Before accepting his new position at the Botanic Garden, Eric worked in museums in the New York City area for over 30 years. His success, we believe, is not only due to strong leadership skills but to his talents as a trained jazz pianist. He has provided his unique brand of leadership in many environments. He worked for five years as the Director of Corporate and Science Development at the New York Botanical Garden before landing at the New York Hall of Science. As that museum’s Director and Chief Content Officer, Eric led countless projects and initiatives promoting science education, exhibitions, and technology for almost twenty years.
As the event’s organizers, we structured the workshop was structured into two parts. In the first section, Eric gave an in-depth lecture on his experience in exhibition design and discussed various exhibitions he has worked on including Human+, ReGeneration, Design Lab, and Connected Worlds. These projects covered many topics including project management, accessibility, community engagement, technology, and fundraising.
The Human+ exhibition was developed with assistance to promote disability and access awareness. Thus, it was very important to have people with disabilities consulting on all parts of the development process.
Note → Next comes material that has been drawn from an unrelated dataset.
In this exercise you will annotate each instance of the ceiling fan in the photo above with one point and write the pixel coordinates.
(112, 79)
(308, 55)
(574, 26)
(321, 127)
Eric operated under the philosophy that “if we build the exhibition around individual stories, it will come across as more honest.” By finding relatable ways for all people to understand disability, the exhibit was able to tap into “the narratives that reflect what people already know.”
Eric’s goal to engage audiences in new ways guided the development of the ReGeneration exhibit at the New York Hall of Science. Designed to be a synthesis of contemporary art and science, Eric wanted to put contemporary artists in a science museum with an audience not traditionally exposed to contemporary art. During our session, Eric reflected, “Why I initially thought this was a good idea I’m not sure.” Of the ten artists chosen, Eric felt some of the artists “phoned in” their work and declined to explain their process or ideas. That is opposite of why people attend science museums so in the end visitors were more confused than they needed to be.
Undeterred by this misstep, Eric kept his thinking big with the New York Hall of Science’s Design Lab, the largest design space of its kind. There are no directed experiences in this exhibit as there is nothing that explains what visitors are supposed to do. All visitors see are things people have made and left behind. Kids are encouraged to experiment and build in an exhibit space with the hope that they will focus and engage.
Eric took his thinking to a new level with the New York Hall of Science’s Connected Worlds exhibit. With entirely interactive displays, this exhibit about sustainability features six “biomes” that are fed by one source of water which can be redirected by visitor intervention. Visitors are challenged to allocate water to each biome in the most sustainable way possible.
The second part of Eric’s workshop with USF students was a role-playing activity in which a pre-selected group of students took on various roles that one might play in the exhibition development and design process and brainstormed a fictional museum and accompanying exhibit. The chosen theme was homelessness in San Francisco. Eric then “consulted” with the group to visualize how the exhibit would transition from different people’s take on an idea to one physical space. Audience members were encouraged to ask questions to contribute to the discussion as we co-developed our ideas and then settled on themes, objects and interpretative strategies.
Eric reminded us not to assume that the museum’s internally-generated ideas about social issues such as homelessness are the same as those of visitors or others. By guiding us through the conceptualization process, Eric helped prepare us to work with people who might not be familiar with museums. As collaboration is such an essential part of exhibition development, having Eric come speak to us and emphasizing its importance through his personal experience was a hugely valuable opportunity.